Ignition of Calcium Sparks in Arterial and Cardiac Muscle Through Caveolae

Abstract

—Ca²⁺ sparks are localized intracellular Ca²⁺ events released through ryanodine receptors (RyRs) that control excitation-contraction coupling in heart and smooth muscle. Ca²⁺ spark triggering depends on precise delivery of Ca²⁺ ions through dihydropyridine (DHP)-sensitive Ca²⁺ channels to RyRs of the sarcoplasmic reticulum (SR), a process requiring a very precise alignment of surface and SR membranes containing Ca²⁺ influx channels and RyRs. Because caveolae contain DHP-sensitive Ca²⁺ channels and may colocalize with SR, we tested the hypothesis that caveolae are the structural element necessary for the generation of Ca²⁺ sparks. Using methyl-β-cyclodextrin (dextrin) to deplete caveolae, we found that dextrin dose-dependently decreased the frequency, amplitude, and spatial size of Ca²⁺ sparks in arterial smooth muscle cells and neonatal cardiomyocytes.
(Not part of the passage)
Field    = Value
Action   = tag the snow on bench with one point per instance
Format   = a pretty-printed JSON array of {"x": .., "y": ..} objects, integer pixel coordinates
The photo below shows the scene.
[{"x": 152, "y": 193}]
However, temporal characteristics of Ca²⁺ sparks were not significantly affected. We ruled out the possibility that the decreases in Ca²⁺ spark frequency and size are caused by changes in DHP-sensitive L-type channels, SR Ca²⁺ load, or changes in membrane potential. Our results suggest a novel signaling model that explains the formation of Ca²⁺ sparks in a caveolae microdomain. The transient elevation in [Ca²⁺]_i at the inner mouth of a single caveolemmal Ca²⁺ channel induces simultaneous activation and thus opens several RyRs to generate a local Ca²⁺ release event, a Ca²⁺ spark. Alterations in the molecular assembly and ultrastructure of caveolae may lead to pathophysiological changes in Ca²⁺ signaling. Thus, caveolae may be intimately involved in cardiovascular cell dysfunction and disease.